Genellikle herkes aynı anda hem kilo almak hem de yağ kaybetmek ister. Bu yüzden yarım saatlik biceps vuruşları yerine, çok eklemli ağır egzersizlerle vücudunuza yeterince stres verin.

Her bir kas grubu için (göğüs ayrı, sırt ayrı, kollar ayrı) ayrı ayrı ayrı ayrı antrenman yapmak, yeni başlayanlar ve sonuçları daha hızlı görmek isteyenler için iyi bir fikir değildir.

Birincisi, düşük yoğunluktaki büyük hacim nedeniyle. Genellikle bir kas grubunu çalıştırmanın amacı maksimum sayıda egzersiz, set ve tekrar yapmak yani kası her açıdan çalıştırmaktır. Eğitim hacminin arttığı ve yoğunluğun azaldığı ortaya çıktı. Çok ünlü bir fitness eğitmeni olan Lyle MacDonald'ın seminerlerden birinde yaptığı açıklama çok hoşuma gitti: “Hipertrofiyi uyarmak için milyonlarca set yapmanıza gerek yok. 4-8 set (grup başına) yaparak bir kası bitiremiyorsanız, adam gibi antrenmana başlayın ve saçmalamayı bırakın.
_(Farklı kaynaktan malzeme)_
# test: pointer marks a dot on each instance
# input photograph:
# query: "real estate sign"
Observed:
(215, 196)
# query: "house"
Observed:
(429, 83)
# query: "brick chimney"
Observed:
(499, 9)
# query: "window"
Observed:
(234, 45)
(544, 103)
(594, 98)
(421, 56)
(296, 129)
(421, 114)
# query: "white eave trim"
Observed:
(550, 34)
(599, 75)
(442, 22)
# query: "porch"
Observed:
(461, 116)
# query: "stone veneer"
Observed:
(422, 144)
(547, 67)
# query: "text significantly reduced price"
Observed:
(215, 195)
Her açıdan bu tür bir antrenman, genel olarak kütle kazanmaya çalışmak yerine, kas gruplarını geciktiren kişiler için daha uygundur.
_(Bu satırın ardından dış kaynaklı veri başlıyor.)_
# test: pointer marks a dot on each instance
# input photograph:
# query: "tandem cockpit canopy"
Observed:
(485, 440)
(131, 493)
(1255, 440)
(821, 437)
İkincisi, hedef kaslar üzerindeki yük çok nadirdir. Kasın 24-36 saat içinde iyileşmesi gerekiyor, peki neden daha uzun bir ara verelim? Yetersiz uyarılma nedeniyle kasların büyümediği ortaya çıktı.

Tüm kas grupları için bölünmüş antrenmanın kötü olduğunu söylemiyorum. Yukarıda yazdığım gibi, herhangi bir egzersiz iyidir. Bununla birlikte, yeni başlayanlar ve orta düzeydeki uygulayıcılar için, daha sık ve yoğun egzersizlerle karşılaştırıldığında performanslarını kaybetme eğilimindedirler. Bununla birlikte, yine, çok şey kişiye ve onun genetiğine bağlıdır. Birilerinin işine çok yarayacaklarından eminim.

Bir sonraki sayıda tam vücut antrenmanı ve üstten alta bölme örneği bulunmaktadır.